As a dispassionate observer who wants the best outcome for everyone, including using cold, and old-fashioned, reasoning, I would say you may set yourself up for a ton or two of regret if you don't deal with this forcefully, determinedly, and in spite of misgivings and fear/anxiety. Putting things off generally gives them more time to take a stronger foothold, which in turn makes them more resistant to treatment. Things about the heart tend to progress, but not in the way you hope.
My cardiologist, over a three year period, asked me to submit to two separate MIBI stress tests on a treadmill. Each involved approximately the equivalent of 500 chest x-rays, and I was required to sign a waiver attesting that I had been advised of this and that I was willing to undergo the procedures notwithstanding. Included in the workups until an electrophysiologist agreed to ablate my left atrium were an MRI, chest x-rays, echocardiogram, and an angiogram, the latter of which requires exposure to fluoroscopy. So, I now glow in the dark. But, I'm happily responding to your post with my all marbles, now three years free of the atrial fibrillation that plagued me, thanks to an ablation.

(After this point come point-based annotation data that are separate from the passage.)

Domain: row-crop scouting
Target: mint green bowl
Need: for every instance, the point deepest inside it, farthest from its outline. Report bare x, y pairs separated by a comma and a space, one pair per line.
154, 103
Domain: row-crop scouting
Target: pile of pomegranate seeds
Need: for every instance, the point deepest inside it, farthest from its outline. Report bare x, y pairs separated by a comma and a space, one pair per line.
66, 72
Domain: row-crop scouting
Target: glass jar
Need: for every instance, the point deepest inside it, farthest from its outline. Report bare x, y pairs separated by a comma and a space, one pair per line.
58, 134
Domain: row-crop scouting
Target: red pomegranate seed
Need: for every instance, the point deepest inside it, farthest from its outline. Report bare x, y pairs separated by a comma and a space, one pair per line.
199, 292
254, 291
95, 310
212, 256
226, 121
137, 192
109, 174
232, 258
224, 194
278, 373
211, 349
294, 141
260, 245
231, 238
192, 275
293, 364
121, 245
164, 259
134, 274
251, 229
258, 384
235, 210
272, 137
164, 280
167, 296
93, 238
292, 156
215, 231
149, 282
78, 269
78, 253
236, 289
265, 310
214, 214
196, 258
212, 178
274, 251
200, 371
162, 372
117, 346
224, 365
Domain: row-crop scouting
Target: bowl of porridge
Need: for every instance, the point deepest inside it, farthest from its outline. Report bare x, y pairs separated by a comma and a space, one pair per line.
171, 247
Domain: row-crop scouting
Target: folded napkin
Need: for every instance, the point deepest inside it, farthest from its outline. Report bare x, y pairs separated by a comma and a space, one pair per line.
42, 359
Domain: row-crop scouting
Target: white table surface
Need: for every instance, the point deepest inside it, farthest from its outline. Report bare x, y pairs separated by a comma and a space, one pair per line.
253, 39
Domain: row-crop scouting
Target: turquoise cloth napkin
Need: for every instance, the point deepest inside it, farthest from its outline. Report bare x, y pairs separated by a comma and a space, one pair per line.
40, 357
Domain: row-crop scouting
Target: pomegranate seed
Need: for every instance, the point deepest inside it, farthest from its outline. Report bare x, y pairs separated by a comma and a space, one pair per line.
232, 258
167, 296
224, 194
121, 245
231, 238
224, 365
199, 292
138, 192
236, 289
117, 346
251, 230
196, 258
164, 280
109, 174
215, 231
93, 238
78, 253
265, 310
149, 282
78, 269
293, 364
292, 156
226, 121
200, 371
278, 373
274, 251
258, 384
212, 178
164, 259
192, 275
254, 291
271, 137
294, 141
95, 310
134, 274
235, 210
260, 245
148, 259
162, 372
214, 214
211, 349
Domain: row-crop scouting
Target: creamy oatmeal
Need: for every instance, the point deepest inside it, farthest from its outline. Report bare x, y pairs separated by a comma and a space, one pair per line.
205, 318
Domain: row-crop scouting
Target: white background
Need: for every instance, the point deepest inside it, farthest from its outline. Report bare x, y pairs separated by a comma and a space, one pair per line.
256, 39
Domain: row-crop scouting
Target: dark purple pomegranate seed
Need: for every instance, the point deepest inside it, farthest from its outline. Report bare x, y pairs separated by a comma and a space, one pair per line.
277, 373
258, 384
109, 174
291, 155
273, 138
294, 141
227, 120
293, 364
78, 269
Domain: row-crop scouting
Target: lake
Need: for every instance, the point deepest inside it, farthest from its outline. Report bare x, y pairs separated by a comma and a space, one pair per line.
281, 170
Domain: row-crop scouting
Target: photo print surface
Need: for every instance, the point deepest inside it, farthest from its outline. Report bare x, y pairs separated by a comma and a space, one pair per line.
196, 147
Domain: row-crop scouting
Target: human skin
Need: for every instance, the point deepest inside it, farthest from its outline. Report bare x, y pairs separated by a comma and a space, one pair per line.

About the worst you'll get is a 'hot flash' when they inject the contrast dye, or maybe you'll want to reach up and scratch your nose when in the CT donut...which you may not do.
Last thing, and it's just me: I gotstuh know. I read, read, read, watch videos posted by physicians and physician groups at symposia, and have learned that nobody can, or should, care more about what lies ahead for me than I. This means it is incumbent upon me to direct my time and energy toward resolving matters that arise and that threaten normalcy and peace of mind. This, in turn, means I must be realistic, pragmatic, and courageous when confronting things that will still be there if I turn my back on them, and then later look back to see if they have gone away. They never do. Mostly, they get bigger.
@gloaming thank you for the advice, I appreciate it. It's not like me to be anxious but as I was curious and started digging, I found a few posts on this site that gave me pause. But I am also not one to go the denial path or put off my health, so I do see the value in proceeding.
Side note--I also had a calcium score of zero 2 years ago, so I have a lower concern of anything being found--but nothing yet has explained my heart's weakened EF.